Users worldwide could lose web access for unknowingly downloading a malicious piece of software. Fortunately, all is not lost.
The FBI, along with government agencies around the world, has announced the release of a website where users can determine whether or not their computer is infected with the malware and how to remove it.
The malware is a product of Rove Digital’s malicious Domain Name System (DNS) servers. It was a fraudulent scheme created by six Estonian nationals and one Russian national aimed at manipulating Internet searches and re-routing computers to certain websites and advertisements, thus generating revenue of up to $14 million for the hijackers, according to a press release by the FBI. The malware also prevented the infected from downloading anti-virus software, exposing them to other viruses as well.

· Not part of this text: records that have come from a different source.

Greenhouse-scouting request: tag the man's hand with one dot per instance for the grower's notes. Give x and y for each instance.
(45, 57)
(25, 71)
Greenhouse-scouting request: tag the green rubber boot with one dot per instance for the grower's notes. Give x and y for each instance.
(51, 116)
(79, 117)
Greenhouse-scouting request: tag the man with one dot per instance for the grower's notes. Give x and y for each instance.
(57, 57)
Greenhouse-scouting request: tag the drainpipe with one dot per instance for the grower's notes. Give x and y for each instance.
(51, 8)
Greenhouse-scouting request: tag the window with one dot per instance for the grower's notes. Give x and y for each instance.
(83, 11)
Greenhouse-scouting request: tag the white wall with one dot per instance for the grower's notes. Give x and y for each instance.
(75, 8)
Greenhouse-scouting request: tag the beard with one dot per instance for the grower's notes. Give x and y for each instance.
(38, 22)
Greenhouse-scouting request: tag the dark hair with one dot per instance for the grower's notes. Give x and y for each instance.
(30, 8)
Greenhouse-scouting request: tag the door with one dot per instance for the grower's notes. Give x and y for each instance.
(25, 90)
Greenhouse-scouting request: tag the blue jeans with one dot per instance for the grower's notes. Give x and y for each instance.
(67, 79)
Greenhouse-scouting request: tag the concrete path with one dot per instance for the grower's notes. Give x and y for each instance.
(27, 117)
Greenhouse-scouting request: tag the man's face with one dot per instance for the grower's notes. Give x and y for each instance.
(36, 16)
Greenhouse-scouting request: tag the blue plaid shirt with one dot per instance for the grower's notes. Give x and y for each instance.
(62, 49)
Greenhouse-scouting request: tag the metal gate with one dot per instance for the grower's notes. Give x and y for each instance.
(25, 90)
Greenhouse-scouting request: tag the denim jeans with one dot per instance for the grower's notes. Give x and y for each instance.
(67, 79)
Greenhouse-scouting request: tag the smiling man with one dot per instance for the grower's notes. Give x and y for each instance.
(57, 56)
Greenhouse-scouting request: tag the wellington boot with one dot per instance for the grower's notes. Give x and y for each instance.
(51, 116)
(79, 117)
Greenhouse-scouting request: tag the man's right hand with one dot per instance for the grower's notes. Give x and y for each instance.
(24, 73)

According to the FBI, many infected users may not have noticed a stark difference in their web browsing, aside from slowed web access and disabled anti-virus software.
The men allegedly behind the scheme were arrested in November after a two-year FBI probe called Operation Ghost Click.
“They were organized and operating as a traditional business but profiting illegally as the result of the malware,” said an unidentified FBI cyber agent in a news release. “There was a level of complexity here that we haven’t seen before.”
The FBI originally projected that at least 500,000 of the infected were US computers. They have since scaled back their estimate, stating they believe 85,000 have fallen victim to the fraud, including NASA.
Last month, the FBI set up “temporary clean DNS servers” to ensure victims would not lose Internet access and have time to “clean affected computers and restore their normal DNS settings.”
On July 9, the FBI will shut down these servers, and those who did not remove the malware will lose web access.
The six Estonian nationals remain in custody, while the Russian national remains at large. The charges against the accused hijackers is pending in federal court.